I'm curious to hear if you have examples of any database using only object storage as a backend, because back when I started, I couldn't fin any.
https://docs.datomic.com/operation/architecture.html
(However they cheat with dynamo lol)
There's also some listed here
https://davidgomes.com/separation-of-storage-and-compute-and...
And as you mention, Datomic uses DynamoDB as well (so, not a pure s3 solution). What I'm proposing is to only use object storage for everything, pay the price in latency, but don't give up on throughput, cost and consistency. The differentiator is that this comes with strict serializability guarantees, so this is not an eventually consistent system (https://jepsen.io/consistency/models/strong-serializable).
No matter how sophisticated the caching is, if you want to retain strict serializability, writes must be confirmed by s3 and reads must validate in s3 before returning, which puts a lower bound on latency.
I focused a lot on throughput, which is the one we can really optimize.
Hopefully that's clear from the blog, though.

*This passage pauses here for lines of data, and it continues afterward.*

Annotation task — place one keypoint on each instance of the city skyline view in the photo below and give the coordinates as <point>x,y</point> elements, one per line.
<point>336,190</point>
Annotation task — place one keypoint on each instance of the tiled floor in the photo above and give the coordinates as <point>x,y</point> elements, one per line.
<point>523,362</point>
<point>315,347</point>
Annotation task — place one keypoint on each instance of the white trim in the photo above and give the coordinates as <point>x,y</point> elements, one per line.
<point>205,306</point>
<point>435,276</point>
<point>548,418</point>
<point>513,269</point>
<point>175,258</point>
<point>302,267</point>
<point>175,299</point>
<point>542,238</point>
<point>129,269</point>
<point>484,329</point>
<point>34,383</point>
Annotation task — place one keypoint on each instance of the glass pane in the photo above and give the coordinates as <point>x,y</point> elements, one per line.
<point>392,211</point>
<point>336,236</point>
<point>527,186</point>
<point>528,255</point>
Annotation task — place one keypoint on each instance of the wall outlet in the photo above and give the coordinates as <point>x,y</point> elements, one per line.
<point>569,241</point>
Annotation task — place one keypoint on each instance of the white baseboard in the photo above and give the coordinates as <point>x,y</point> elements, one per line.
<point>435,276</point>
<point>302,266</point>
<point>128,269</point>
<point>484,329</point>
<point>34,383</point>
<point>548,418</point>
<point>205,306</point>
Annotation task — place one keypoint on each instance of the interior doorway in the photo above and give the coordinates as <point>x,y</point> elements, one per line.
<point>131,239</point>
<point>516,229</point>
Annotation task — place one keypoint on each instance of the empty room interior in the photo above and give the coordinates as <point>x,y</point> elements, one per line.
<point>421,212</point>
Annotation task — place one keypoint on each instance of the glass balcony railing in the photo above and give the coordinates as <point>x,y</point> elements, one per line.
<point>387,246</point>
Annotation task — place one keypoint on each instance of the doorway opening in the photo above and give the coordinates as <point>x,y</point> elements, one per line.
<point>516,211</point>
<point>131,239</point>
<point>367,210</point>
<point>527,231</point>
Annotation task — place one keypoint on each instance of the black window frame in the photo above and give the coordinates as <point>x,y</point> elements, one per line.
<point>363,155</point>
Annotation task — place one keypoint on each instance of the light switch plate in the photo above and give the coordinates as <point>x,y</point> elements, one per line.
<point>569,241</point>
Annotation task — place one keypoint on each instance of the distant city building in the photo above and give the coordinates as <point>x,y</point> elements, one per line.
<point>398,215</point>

Basically an in-memory database which uses S3 as cold storage. Definitely an interesting approach, but no transactions AFAICT.
Take a look at Delta Lake
https://notes.eatonphil.com/2024-09-29-build-a-serverless-ac...
I think DuckDB is very close to this. It's a bit different, because it's mostly for read-heavy workloads.
https://duckdb.org/docs/extensions/httpfs/s3api
(BTW great article, excellent read!)
> In Databricks service deployments, we use a separate lightweight coordination service to ensure that only one client can add a record with each log ID.
The key difference is that Delta Lake implements MVCC and relies on total ordering of transaction IDs. Something I didn't want to do to avoid forced synchronization points (multiple clients need to fight for IDs). This is certainly a trade-off, because in my case you are forced to read the latest version or retry (but then you get strict serializability), while in Delta Lake you can rely on snapshot isolation, which might give you slightly stale, but consistent data and minimize retries on reads.
It also seems that you can't get transactions across different tables? Another interesting tradeoff.